Keeping up with the latest Redis news and information isn’t always easy. Redis community events like RedisConf, RedisDays, and various meet-ups are great, immersive experiences, but they come around only so often and not everyone can attend an in-person event.
Thanks to the magic of the internet and social media, though, you can stay on top of all things Redis right from your computer or phone. Follow the folks on this list of some of our favorite “Online Redis Geeks” and you’ll always be in the know. (The list starts with Redis folks, but also includes Redis experts from a wide variety of backgrounds and regions.)
Yossi Gottlieb, Redis’s chief architect, is an experienced tech leader with diverse software engineering experience in various fields. He’s far more active on Github than on Twitter.
Oran Agra is a senior software architect at Redis. His background is in real-time and embedded systems, and he puts his expertise on display on the Redis core, Redis on Flash, and CRDTs-based Active-Active replication. He’s definitely worth a follow on Github.
With his striking gray beard, it’s hard to miss the newest Redis developer advocate. Guy Royse has more than 25 years of developer experience, but he hardly touched Redis until he joined Redis. Read about his experience with Redis as a Noob, and catch his thoughts on everything from coding to pop culture on Twitter.
As Redis’ first Technology Evangelist, Itamar Haber knows Redis inside and out. Follow him for consistent Redis technology commentary, insights, tutorials, and conversation addressing everything from adding a local cache with Redis 6 to Redis milestones and commands timelines.
Marc is a developer for Stack Overflow, author of StackExchange.Redis, a leading C# client for Redis, and a frequent commentator on things happening in the developer world. Follow him and you also might get to see pictures of his snake bites.
Nick is an Architect Lead for Stack Exchange and contributor to StackExchange.Redis. He frequently discusses his work at Stack Overflow—often touching on Redis. For example, in a 2019 blog post about Stack Overflow’s caching system, he asks: “Why Redis and not <something else>? Well, because it works. And it works well. It seemed like a good idea when we needed a shared cache. It’s been incredibly rock solid. We don’t wait on it—it’s incredibly fast.”

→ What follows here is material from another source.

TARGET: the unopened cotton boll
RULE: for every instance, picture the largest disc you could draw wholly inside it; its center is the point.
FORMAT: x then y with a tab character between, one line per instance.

Veteran software developer Carlos Justiniano is Co-Founder of Zenerchi. He also wrote the Hydra framework, a Node.js package that leverages Redis to facilitate building distributed applications, including microservices architectures. A two-time RedisConf speaker, he writes frequently on Medium.
Dmitry Polyakovsky is a Senior Software Developer at Oracle Cloud. Besides recently speaking at Redis Day Seattle about using Redis with Python, Dmitry writes often about his developer experiences on his blog. Plus, he also runs the Seattle Redis meetup group, so hit him up if you’re in the area and want to meet some fellow Redis geeks.
Molly is Lead Site Reliability Engineer at DEV Community. Besides frequently tweeting developer memes, she also writes frequently on the DEV Community website, covering everything from job advice to switching from Memcache to Redis.
Mark is a self-described software craftsman with extensive experience in software engineering, and also updates the Lettuce Redis client library. Follow him on Twitter for developer commentary, and check out his blog for more in-depth thoughts and experiences.
Bobby is the founder of Evident Systems, which provides banks with turnkey services. He contributed the Streams support to Carmine, the Redis client and message queue for Clojure. He’s an expert on microservices architectures, and tweets DevOps news and commentary, sports news, and culture commentary.